Of course, we in the West are totally different, aren’t we? Our new elites like to think of themselves as comfortable with the truth, wherever it leads them. They champion statistical transparency. They lionise whistle-blowers who uncover corruption. They hold to the verity that sunlight is the best disinfectant. Indeed the BBC wants us to believe it takes statistics so seriously that license-fee payers must fund a ‘Verify’ unit.
That’s what our new Establishment believes, with one crushing caveat. Statistics are great, but they must be the right statistics. Data which helps everybody rub along in the prescribed fashion. Unhelpful numbers which might suggest otherwise run the risk of suppression.
What else can we conclude from this week’s decision by the Labour government to deny Reform’s demands for statistics about the nationality and asylum status of criminals. The Reform MP for Great Yarmouth, Rupert Lowe, asked: “…the Secretary of State for the Home Department, how many crimes were committed by people with refugee status in the UK in each of the last 10 years; and what those crimes were.”
It may have been a Labour government which introduced the right of the public to demand the publication of official statistics, but just because we’ve had a Freedom Of Information Act since the days of the Blair government, doesn’t mean Labour like sharing data it would rather hold onto. Mr Lowe was told by a Home Office minister that it would cost too much money to fetch him an answer.
It’s not as if ours is a country which can’t be bothered to collect ethnicity data. This year I was asked for mine while applying for a Test Match, for heaven’s sake. And, contrary to what Stalin had to say about statistics, they can paint a picture of the real world like nothing else can.
Consider the impact of the seemingly innocuous publication of a league table of first names by the Office for National Statistics this month, which showed Mohammed on top. I talked to a couple of middle aged friends, not news junkies but both smart, who were shocked to discover that the nation’s demographic future was not what it appeared to be if, like them, you only see Britain through the lens of living in a secluded Home Counties village.
Danish statistics reveal ancestry
GB News
If a simple league table of names can unsettle, how shocking would it be to find out that some migrants are not the unalloyed good which Labour insists they are. What if, as we all know in our bones must be true, some countries produce brilliant imports to Britain, while other nations are more inclined to send us duds?
In fact, we need not rely on our instincts. Other countries (and some States in the U.S.) are already doing this. And the results are a revelation. Go, for example, to the ‘crime’ home page of Statistics Denmark and you will see a line you would never see on a website produced by our own gov.uk.
It asks: “How many people are convicted in Denmark? What is their ancestry?”. Wow. What is their ancestry! The answer is that a third of violent crime and rapes are committed by perpetrators from a non-Western background, despite only being 10 per cent of the Danish population. This is not an attempt to smear all migrants. The same data shows that some nationalities commit LESS crime than Danes. Indians, for instance.

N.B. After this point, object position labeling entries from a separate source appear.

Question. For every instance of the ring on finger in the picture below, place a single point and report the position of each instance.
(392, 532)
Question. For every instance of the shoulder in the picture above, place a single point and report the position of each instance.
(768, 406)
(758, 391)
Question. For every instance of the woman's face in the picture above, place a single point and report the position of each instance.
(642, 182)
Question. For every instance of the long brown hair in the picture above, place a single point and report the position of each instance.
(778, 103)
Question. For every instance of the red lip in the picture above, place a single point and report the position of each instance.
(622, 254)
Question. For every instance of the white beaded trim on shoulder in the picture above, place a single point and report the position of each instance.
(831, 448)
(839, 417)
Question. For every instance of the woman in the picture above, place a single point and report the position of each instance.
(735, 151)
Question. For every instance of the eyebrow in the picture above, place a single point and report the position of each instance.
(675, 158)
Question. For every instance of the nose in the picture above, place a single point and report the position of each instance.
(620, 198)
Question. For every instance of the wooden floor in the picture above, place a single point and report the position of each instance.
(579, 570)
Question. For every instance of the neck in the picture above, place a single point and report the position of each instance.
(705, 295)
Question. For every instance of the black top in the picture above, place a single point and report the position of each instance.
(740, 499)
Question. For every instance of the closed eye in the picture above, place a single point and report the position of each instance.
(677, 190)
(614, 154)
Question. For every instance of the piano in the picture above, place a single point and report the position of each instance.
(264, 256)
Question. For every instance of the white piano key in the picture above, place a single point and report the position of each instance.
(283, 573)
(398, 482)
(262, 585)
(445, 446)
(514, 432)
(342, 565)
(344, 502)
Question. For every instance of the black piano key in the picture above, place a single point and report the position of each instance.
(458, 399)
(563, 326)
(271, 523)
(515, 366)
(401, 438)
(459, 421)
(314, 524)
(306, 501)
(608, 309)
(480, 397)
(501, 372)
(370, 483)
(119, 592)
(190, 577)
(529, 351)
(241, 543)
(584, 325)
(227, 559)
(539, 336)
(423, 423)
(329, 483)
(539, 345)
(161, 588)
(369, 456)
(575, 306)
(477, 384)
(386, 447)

A similar exercise in Italy, where foreign-born youths comprise 10 per cent of the population, found that they commit nearly HALF of recorded crime. North Africans, some sub-Saharan Africans and migrants from the middle east are disproportionately represented.
Of course the tragedy, to use Stalin’s word again, is that the victims of these crimes are not typically the elites who hunker down in their rarefied affluent neighbourhoods, but the poor who live in areas favoured by asylum seekers. This year’s English riots may have been a reflection of a frustration that the official narrative is not the one people live with on the streets. And this, more than anything, becomes a reason a priori to share data, regardless of how the short-term impact may be politically painful for Labour. Information, like nature, abhors a vacuum. If the government will not tell us how much crime is committed by asylum seekers, people will hazard a guess or listen to people who have an axe to grind.